概要

事情に詳しい関係者の話として、ハイパースケールデータセンター事業者のVantage Data Centersが、評価額約1000億ドルでの新規株式公開(IPO)または売却を検討していることが明らかになった。IPOが実現すれば、調達額は約100億ドル規模になる見通しで、データセンター企業として過去最大級のIPOとなる可能性がある。関係者によれば、検討はまだ初期段階にあり、計画は今後変更される可能性もあるという。Silver Lakeはコメントを控え、DigitalBridgeとVantageからは直ちに回答が得られていない状況だ。

背景と出資構造

Vantageは投資会社Silver LakeとデジタルインフラプラットフォームのDigitalBridge Groupの支援を受けて成長してきた企業で、2023年末以降だけでも約110億ドルを調達している。最近ではOracleおよびOpenAIと提携し、米ウィスコンシン州でデータセンター施設の開発を進めるなど、AI関連の大型案件への関与を強めていた。こうした実績が、今回の大型評価額での上場・売却検討の土台になっているとみられる。

業界の動向

生成AIの需要急増を背景に、データセンター事業者には投資家から数十億ドル規模の資金が流入しており、上場を模索する動きが業界全体に広がっている。

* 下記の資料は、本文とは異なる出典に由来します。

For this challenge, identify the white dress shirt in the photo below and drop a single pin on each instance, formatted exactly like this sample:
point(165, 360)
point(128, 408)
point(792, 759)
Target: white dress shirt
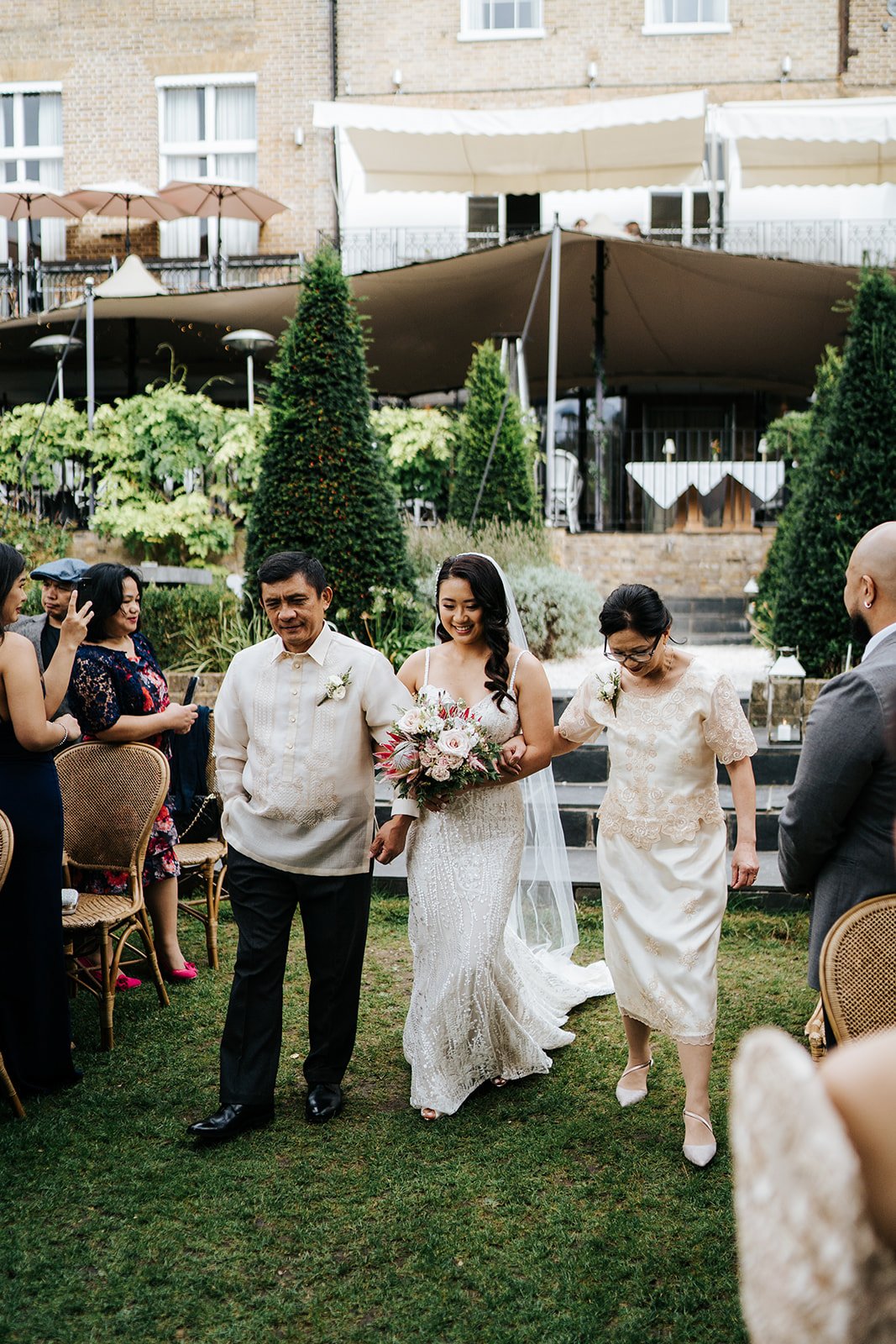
point(879, 638)
point(297, 774)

SwitchやCyrusOne、DayOneといった同業他社も、記録的な評価額でのIPOを計画しているとされ、Vantageの動きは業界全体で進む資本市場アクセスの活発化を象徴する事例と言える。AIインフラ投資の拡大により、データセンター企業の資金調達環境がこれまでになく好転していることがうかがえる。

今後の見通し

現時点では正式なIPOプロセスは開始されておらず、実際の取引が実現するのは2027年以降になる可能性がある。今後、Vantageが上場と売却のどちらを選択するか、また評価額が最終的にどう決着するかが焦点となる。AI需要を背景としたデータセンター投資ブームが今後も続くかどうかも、この案件の行方を左右する重要な要素になりそうだ。